Chapter 5 describes ways for evaluating and comparing corpora. It gives examples of checking for word and sentence length and for sentence-level duplication. It also introduces methods for comparing frequency lists. Like other chapters it includes many interesting observations, such as the methods for extrinsic evaluation of corpora. However, the chapter does not address many issues important for corpus evaluation and comparison. Given that the previous chapters introduced a number of pipelines and corpora, this chapter would have been an ideal place to illustrate all the aspects of the pipelines by evaluating them in a consistent way. There are occasional references to this goal, such as the frequency lists of French nouns in Section 5.3.1, but this particular comparison is fairly impressionistic, and it concludes with a declaration of basic similarity of the underlying corpora.

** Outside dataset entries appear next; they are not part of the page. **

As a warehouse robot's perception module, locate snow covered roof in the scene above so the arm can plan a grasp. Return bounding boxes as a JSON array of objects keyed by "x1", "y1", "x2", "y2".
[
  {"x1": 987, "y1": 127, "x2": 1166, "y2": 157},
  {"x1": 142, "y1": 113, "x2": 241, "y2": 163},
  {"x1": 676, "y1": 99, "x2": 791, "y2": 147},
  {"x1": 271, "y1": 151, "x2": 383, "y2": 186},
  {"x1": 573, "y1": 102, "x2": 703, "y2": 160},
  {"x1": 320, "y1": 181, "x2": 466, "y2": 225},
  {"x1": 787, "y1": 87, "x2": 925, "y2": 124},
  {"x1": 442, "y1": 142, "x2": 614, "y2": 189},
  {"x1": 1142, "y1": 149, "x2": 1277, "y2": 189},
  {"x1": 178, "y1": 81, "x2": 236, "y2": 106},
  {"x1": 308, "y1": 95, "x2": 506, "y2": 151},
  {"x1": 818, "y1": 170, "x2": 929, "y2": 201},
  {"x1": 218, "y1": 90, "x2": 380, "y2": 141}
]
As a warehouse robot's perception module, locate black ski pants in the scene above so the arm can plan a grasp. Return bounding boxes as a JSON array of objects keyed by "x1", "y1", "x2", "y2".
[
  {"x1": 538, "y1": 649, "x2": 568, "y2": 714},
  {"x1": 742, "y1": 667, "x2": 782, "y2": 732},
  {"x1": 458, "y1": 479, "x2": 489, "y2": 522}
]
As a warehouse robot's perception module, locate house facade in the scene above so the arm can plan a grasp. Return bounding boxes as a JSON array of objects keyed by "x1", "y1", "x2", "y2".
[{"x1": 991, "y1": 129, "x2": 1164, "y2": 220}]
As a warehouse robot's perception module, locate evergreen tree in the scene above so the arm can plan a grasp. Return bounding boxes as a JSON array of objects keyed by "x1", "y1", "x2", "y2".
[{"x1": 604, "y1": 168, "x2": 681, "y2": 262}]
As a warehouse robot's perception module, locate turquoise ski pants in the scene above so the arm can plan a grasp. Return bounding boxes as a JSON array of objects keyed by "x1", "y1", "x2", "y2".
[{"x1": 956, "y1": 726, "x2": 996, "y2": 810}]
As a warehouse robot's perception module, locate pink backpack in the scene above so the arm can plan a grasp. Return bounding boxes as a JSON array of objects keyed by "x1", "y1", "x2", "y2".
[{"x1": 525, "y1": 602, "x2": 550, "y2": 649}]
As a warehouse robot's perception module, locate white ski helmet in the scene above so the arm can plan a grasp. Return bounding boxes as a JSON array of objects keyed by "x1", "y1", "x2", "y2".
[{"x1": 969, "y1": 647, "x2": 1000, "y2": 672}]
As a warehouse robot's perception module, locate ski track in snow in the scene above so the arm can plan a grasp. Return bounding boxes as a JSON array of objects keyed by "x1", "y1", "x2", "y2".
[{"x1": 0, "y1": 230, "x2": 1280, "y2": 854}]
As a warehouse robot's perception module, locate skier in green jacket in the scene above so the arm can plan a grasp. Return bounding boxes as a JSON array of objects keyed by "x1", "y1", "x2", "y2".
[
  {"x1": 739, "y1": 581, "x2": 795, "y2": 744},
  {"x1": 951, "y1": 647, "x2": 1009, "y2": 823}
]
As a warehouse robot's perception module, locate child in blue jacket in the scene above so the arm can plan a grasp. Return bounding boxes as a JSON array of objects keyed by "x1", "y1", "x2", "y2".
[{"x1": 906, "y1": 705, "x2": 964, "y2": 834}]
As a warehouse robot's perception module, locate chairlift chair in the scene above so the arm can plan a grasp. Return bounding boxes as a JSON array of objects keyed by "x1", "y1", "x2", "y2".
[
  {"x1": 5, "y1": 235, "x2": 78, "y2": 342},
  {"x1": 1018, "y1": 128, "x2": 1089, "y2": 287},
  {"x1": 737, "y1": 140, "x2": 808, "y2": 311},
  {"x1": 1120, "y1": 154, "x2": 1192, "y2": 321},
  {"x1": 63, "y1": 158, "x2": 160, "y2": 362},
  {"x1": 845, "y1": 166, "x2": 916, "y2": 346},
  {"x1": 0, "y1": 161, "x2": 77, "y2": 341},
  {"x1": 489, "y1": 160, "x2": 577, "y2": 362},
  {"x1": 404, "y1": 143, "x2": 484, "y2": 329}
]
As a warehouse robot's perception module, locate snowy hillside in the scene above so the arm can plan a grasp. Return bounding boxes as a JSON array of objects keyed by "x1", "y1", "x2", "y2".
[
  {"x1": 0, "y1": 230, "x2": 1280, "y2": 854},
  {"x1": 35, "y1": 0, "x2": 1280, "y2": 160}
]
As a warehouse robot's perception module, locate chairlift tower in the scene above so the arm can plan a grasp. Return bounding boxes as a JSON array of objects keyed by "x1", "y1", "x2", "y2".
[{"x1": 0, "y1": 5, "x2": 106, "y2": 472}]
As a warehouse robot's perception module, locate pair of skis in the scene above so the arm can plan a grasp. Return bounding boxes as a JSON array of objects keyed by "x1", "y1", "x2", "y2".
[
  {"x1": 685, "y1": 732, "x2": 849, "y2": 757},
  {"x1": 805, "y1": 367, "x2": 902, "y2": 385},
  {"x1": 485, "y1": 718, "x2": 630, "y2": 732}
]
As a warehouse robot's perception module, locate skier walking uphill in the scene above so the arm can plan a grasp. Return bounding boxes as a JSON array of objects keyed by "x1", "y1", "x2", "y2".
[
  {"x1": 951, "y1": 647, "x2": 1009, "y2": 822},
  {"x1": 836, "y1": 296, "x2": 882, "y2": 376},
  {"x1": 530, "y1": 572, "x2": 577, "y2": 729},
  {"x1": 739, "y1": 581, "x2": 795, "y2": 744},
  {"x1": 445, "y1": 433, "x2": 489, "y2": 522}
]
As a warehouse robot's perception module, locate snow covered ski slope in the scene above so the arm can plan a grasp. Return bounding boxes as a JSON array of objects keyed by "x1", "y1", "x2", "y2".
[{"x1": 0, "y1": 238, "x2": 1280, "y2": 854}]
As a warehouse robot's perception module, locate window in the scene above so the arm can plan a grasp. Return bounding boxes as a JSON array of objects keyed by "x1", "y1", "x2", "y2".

Does this mean that the crawling, cleaning, and linguistic processing pipelines do not matter? In any case, not even an impressionistic comparison of the pipelines is performed for other evaluation methods. Some illustrations are also not informative (e.g., Table 5.1.1 shows two frequency lists with the identical ranks for their words, which leads to the trivial rank correlation value of 1). The chapter contains a single paragraph devoted to composition of Web corpora. Given the size of such corpora, their evaluation crucially depends on understanding what has been crawled. The task has been approached by a number of models, such as supervised and semi-supervised classification, clustering, topic modeling, and so forth, which should have been included in the discussion. The discussion does contain a relevant reference to Mehler, Sharoff, and Santini (2010), which surveys approaches to the genres of the Web, but other aspects of corpus composition need to be addressed, too.
Overall, it is very useful to have a book that introduces all the aspects of Web corpus construction in a single volume with coherent presentation. The volume under review does cover the entire range of topics relevant to Web corpus construction and illustrates them via numerous examples. I would recommend it to students just starting their corpus development experiments. As for the drawbacks of the volume, there is a need to improve the structure of argumentation for the next edition. Bits of information are sometimes introduced in an incomplete way and re-introduced again in subsequent sections. For examples, two tools for crawling are discussed towards the end of Section 2.3.3, while more tools are mentioned as the discussion of crawling strategies progresses. Chapter 1 starts with a fairly random list of non-Web corpora, whereas an overview of the book structure is confined to a short paragraph. Often, frustratingly little information is provided besides an annotated bibliography, rather than a presentation of the relevant methods and issues. In some cases this is accompanied with a statement that “covering this topic is beyond the scope of this volume,” even if the nature of the problem and the solutions could have been easily explained in a one-page summary. Another minor concern is an (understandable) emphasis on the tools and corpora developed by the authors, primarily on their German corpus.
I have to admit ambivalence in my final verdict: The book is a useful introduction to an important topic, but it definitely warrants a new edition, which eliminates the shortcomings of the current one.